The Court of Appeals also erred in barring the action of the


petitioners on the ground of laches. As earlier noted, the
private respondent's motion to dismiss Civil Case No. C-14453
was based solely on res judicata.

The defense of laches was raised for the first time in the
answer filed after the denial of the motion to dismiss.
In the light of Section 2 of Rule 9, Section 5 of Rule 16, and
Section 8 of Rule 15 of the Rules of Court, if a motion to
dismiss is filed, it must allege all the grounds for dismissal.
Any ground not so alleged, except lack of cause of action and
lack of jurisdiction, is deemed waived and cannot be pleaded
in the answer if one is filed after a denial of the motion to
dismiss.

It has also been said that prescription is not deemed waived even if
it is not raised in a motion to dismiss if the plaintiff's allegation in the
complaint or the evidence he presents shows clearly that the action
has prescribed. Since the private respondent did not allege laches in
her motion to dismiss, she is deemed to have waived it and the Court
of Appeals should not have considered it in her favor.

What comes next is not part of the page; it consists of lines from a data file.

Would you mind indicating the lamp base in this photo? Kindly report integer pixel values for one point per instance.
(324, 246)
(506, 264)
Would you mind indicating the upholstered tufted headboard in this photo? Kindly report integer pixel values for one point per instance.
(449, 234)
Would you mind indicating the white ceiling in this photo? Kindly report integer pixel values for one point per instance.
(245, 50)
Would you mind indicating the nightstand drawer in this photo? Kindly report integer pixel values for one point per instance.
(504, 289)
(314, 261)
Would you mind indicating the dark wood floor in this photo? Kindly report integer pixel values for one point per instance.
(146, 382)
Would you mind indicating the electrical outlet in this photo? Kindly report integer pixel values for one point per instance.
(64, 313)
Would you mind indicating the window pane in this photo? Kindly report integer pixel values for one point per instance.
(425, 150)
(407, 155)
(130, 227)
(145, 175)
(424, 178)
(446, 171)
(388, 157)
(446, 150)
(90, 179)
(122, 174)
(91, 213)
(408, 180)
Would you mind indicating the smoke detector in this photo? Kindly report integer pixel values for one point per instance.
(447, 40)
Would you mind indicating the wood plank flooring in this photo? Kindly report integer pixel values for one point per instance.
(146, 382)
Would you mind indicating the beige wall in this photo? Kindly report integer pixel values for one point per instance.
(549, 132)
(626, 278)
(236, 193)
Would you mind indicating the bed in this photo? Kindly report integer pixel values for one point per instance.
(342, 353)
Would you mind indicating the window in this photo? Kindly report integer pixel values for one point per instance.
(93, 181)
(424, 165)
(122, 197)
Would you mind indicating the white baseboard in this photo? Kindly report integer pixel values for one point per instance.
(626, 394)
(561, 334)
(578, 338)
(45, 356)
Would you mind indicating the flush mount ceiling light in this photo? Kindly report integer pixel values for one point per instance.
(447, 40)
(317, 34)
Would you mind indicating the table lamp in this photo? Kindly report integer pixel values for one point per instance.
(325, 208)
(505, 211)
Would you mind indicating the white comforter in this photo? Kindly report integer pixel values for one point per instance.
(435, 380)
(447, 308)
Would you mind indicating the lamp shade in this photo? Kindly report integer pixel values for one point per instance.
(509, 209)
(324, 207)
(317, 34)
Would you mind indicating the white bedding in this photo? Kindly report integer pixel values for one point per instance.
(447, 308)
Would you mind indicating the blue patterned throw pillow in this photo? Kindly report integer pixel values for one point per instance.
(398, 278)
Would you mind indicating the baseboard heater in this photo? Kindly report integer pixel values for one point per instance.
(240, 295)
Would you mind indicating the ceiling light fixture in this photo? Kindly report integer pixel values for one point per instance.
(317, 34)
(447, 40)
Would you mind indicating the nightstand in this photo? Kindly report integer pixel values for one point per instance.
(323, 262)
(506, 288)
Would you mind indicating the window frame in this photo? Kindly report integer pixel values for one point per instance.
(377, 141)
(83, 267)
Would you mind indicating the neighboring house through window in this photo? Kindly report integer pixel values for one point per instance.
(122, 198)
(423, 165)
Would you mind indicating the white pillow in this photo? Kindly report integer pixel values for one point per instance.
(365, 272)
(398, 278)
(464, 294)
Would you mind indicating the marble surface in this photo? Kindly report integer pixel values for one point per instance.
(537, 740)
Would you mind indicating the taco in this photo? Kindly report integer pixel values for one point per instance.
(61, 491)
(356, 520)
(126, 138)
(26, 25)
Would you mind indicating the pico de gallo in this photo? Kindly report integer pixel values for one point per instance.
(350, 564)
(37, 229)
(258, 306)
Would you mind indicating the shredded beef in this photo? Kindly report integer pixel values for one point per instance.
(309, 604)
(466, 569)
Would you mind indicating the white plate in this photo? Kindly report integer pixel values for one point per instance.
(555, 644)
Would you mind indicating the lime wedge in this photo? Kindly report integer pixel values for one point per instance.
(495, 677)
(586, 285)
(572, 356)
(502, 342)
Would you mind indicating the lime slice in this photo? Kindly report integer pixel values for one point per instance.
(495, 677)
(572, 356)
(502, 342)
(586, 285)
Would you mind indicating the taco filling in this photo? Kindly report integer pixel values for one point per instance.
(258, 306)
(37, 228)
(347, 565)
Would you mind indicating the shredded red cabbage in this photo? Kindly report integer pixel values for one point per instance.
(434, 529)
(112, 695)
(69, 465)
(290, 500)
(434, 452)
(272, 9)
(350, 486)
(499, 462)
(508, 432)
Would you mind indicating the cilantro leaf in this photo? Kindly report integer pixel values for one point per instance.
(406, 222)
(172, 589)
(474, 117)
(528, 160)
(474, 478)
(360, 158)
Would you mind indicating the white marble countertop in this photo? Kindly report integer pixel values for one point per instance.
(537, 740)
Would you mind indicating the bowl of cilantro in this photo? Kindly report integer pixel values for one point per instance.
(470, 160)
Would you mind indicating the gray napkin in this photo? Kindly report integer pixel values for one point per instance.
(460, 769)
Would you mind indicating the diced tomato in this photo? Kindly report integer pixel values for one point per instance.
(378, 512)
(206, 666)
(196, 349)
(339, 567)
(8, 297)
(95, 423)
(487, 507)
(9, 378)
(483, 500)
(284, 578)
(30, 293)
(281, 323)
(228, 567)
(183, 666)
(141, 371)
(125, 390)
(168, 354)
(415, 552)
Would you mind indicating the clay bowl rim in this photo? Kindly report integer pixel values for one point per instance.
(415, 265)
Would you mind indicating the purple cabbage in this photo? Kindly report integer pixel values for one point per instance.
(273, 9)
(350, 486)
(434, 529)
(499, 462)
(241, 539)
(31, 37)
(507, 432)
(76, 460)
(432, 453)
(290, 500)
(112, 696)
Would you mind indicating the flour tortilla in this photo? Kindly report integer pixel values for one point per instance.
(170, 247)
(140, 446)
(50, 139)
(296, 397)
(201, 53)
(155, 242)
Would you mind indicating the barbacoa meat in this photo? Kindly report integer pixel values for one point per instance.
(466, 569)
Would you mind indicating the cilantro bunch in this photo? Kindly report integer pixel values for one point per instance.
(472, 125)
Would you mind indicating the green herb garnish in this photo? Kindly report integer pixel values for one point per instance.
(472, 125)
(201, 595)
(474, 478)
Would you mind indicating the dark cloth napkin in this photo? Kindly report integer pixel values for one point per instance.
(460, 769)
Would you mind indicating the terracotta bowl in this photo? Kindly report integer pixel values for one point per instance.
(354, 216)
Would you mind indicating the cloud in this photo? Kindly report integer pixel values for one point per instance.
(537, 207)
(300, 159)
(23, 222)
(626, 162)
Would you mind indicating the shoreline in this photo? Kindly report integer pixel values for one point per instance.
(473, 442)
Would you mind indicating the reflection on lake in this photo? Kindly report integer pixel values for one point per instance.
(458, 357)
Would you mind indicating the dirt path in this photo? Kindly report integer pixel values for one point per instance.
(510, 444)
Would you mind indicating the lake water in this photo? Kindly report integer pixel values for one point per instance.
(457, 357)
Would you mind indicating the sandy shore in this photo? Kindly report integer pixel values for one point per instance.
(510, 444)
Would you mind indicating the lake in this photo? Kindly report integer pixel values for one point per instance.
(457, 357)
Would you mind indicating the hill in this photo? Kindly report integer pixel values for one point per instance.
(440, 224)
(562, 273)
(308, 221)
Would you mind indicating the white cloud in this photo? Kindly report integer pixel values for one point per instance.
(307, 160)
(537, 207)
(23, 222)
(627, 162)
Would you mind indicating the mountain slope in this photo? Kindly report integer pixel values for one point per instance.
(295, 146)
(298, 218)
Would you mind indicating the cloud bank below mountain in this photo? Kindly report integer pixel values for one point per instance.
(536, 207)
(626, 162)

There is another reason why we cannot agree with the disposition of


the Court of Appeals. Viewed ad ultimam vim terminorum, such
disposition would simply mean that since the judgment in Civil Case
No. C-2947 was not revived within the prescriptive period of ten
years, the petitioners lost forever their ownership over the 3/4
portion of the lot in question, less what had been awarded to
Raymunda Damaso and Atty. Fuggan. This would be contrary to
Section 47 of P.D. No. 1529 which provides that "[n]o title to
registered land in derogation of the title of the registered owner shall
be acquired by prescription or adverse possession." Since the
petitioners are the registered owners of 3/4 of the lot in question, the
adverse possession of the private respondent cannot result to the
forfeiture of their ownership. The memorandum of agreement
between her father and Atty. Lorenzo Fuggan did not provide any
legal basis for her possession because Atty. Fuggan had not caused
the execution of the judgment in Civil Case No. C-2947 in his favor
and the memorandum of agreement was not a deed of sale.

Notwithstanding the foregoing, we cannot sustain that portion of the


judgment of the trial court in Civil Case No. C-14453 ordering the
private respondent to pay rentals at the rate of P50.00 a month from
31 August 1973 until she vacates the property. The records do not
indicate the specific dates when she entered the premises and the
demands to vacate made upon her. In view thereof, she should be
made to pay rentals only from the date the complaint in Civil Case
No. C-14453 was filed, i.e., on 22 August 1990, until she shall have
effectively vacated the premises and turned over its possession to the
petitioners, with legal interest on the rentals due. chanroblesv irtualawl ibra rycha nrob les vi rtual law lib rary

WHEREFORE, the instant petition is GRANTED. The challenged


decision of the Court of Appeals in CA-G.R. CV No. 34765 is SET
ASIDE and the judgment of the Regional Trial Court of Kalookan City
in Civil Case No.
C-14453 is REINSTATED, subject to the above modification regarding
the rentals.
chanrob lesvi rtua lawlib rary chan roble s virtual law l ibra ry

No pronouncement as to costs. chanroble svirtualawl ibra ryc hanro bles vi rt ual law li brary

SO ORDERED.

Padilla, Bellosillo, Quiason and Kapunan, JJ., concur.